Republicans must choose Trump or the Constitution, Liz Cheney warns, describing 'threat' like no other
Trump's Jan. 6 actions "were even more chilling ... than we imagined."
There was only one path forward for her fellow conservatives, Wyoming Rep. Liz Cheney said in a speech on Wednesday night: either follow the Constitution or former President Donald Trump, whose conduct around last year's pro-Trump insurrection is the focus of the congressional committee Cheney helps oversee.
"It is undeniable -- the Republican Party cannot be both loyal to Donald Trump and loyal to the Constitution. We must choose," Cheney told a crowd at the Reagan Presidential Foundation and Institute in Simi Valley, California.
"We must not elect people who are more loyal to power or to themselves than they are to our Constitution," Cheney went on to say.
She appeared at the library as part of a larger speaker series on the future of the GOP, which previously spotlighted Republicans from several segments of the party, including Sens. Tom Cotton and Ben Sasse, South Dakota Gov. Kristi Noem and more.
Cheney has emerged as one of the Republican Party's most vocal and most famous Trump critics, alternately esteemed for her candor and criticized by Trump and other conservatives for what they call her betrayal. Indeed, as she was being introduced on Wednesday, a library official briefly noted and then dismissed concerns they received that Cheney might be heckled in the audience.
She and nine other GOP members of the House voted to impeach Trump last year in the wake of the Jan. 6 rioting at the U.S. Capitol -- a decision that ultimately led Cheney to lose her position in the House's Republican leadership -- and she is one of only two Republicans on the House Jan. 6 committee, alongside Illinois Rep. Adam Kinzinger.

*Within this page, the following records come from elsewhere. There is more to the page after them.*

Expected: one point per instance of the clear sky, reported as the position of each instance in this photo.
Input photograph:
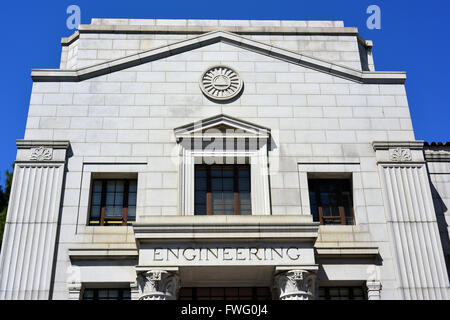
(414, 37)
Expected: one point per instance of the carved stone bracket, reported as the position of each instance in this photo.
(158, 285)
(295, 285)
(373, 290)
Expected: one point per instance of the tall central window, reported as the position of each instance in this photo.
(222, 190)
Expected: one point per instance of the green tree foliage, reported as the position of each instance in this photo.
(4, 199)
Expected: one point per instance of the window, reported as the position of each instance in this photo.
(331, 201)
(222, 190)
(342, 293)
(107, 294)
(225, 294)
(113, 202)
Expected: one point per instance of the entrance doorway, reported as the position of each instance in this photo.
(235, 293)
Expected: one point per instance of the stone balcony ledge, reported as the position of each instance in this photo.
(229, 228)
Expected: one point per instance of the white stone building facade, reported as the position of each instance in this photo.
(126, 185)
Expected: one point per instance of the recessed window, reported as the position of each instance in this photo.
(259, 293)
(113, 202)
(342, 293)
(222, 190)
(331, 201)
(107, 294)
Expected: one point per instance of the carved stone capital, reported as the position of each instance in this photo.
(158, 285)
(399, 152)
(373, 290)
(295, 285)
(74, 290)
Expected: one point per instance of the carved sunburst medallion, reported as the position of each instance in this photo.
(221, 83)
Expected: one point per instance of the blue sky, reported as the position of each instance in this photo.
(413, 38)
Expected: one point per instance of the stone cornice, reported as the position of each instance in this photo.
(437, 155)
(386, 145)
(241, 30)
(103, 253)
(57, 75)
(56, 144)
(346, 251)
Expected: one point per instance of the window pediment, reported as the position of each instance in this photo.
(221, 126)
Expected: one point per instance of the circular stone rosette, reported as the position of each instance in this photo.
(221, 83)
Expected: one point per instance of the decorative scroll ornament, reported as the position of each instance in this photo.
(41, 154)
(296, 285)
(158, 285)
(221, 83)
(400, 155)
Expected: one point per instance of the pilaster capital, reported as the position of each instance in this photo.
(41, 151)
(399, 151)
(158, 285)
(373, 290)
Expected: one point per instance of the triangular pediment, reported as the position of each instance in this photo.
(58, 75)
(221, 126)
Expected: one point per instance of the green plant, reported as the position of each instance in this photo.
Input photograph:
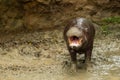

Unlike Kinzinger, who is stepping down from office, Cheney is seeking reelection in November.
Trump has repeatedly assailed Cheney -- for her criticism of him as well as, he says, for her foreign policy views, calling her a hawk -- and he endorsed a primary challenger against her, Harriet Hageman, with their race set for Aug. 16.
At Wednesday's speech, Cheney took pains before addressing Trump and the Jan. 6 committee to reiterate that she holds deeply felt conservative policy beliefs and has long been connected to the party, in part through her father, Dick Cheney, a former secretary of defense and vice president. She also took time to criticize Democratic President Joe Biden's handling of inflation and the southern border.
"But at this moment, we are confronting a domestic threat we have never faced before -- a former president who is attempting to unravel the foundations of our constitutional republic. And he is aided by Republican leaders and elected officials who have made themselves willing hostages to this dangerous and irrational man," she said.
She made something of a broader pitch to her party -- and perhaps her constituencies -- about the kind of candidates who should, ideally, thrive on a Republican ballot: leaders who are "serious" and "substantive," who "defend principle" and "abide by their oaths of office."
Leaders unlike the last Republican president, she felt.
"As the full picture is coming into view through our work on the Jan. 6 committee, it has become clear that the efforts Donald Trump oversaw and engaged in were even more chilling and threatening than we imagined," she said.
She applauded Cassidy Hutchinson, a 26-year-old former Trump White House aide who delivered revelation after revelation at Tuesday's surprise Jan. 6 hearing.
"I have been incredibly moved by the young women, some of whom worked on the Trump campaign, some in the Trump White House, some as staffers on the Hill, who knew immediately that what happened on Jan. 6 must never happen again. America met one of these young women yesterday: Ms. Cassidy Hutchinson," Cheney said.
"Her superiors -- men many years older -- are hiding behind executive privilege, anonymity and intimidation. Her bravery and patriotism were awesome to behold. Little girls all across this great nation are seeing what it really means to love this country, what it really means to be a patriot," she continued.
Cheney's appeal for the future? Create a party that fosters disagreements and one that steels itself against Trump's rancor.
"We should work to build a future where we remember that, despite our differences, we are all Americans. Where our political battles and disagreements are intense, but where we do our best not to descend into vitriolic partisan attack," Cheney said.
"But this time, this moment in our history, demands more. We cannot let ourselves be torn apart. That is what our enemies hope for," she said.
"We stand at the edge of an abyss, and we must pull back," she said. "We must pull back."
She ended, in part, with this: "In our great nation, one individual can make all the difference and each individual must try. There is no bystander in a constitutional republic."
"We must love our country so much," she said, "that we will never yield in her defense."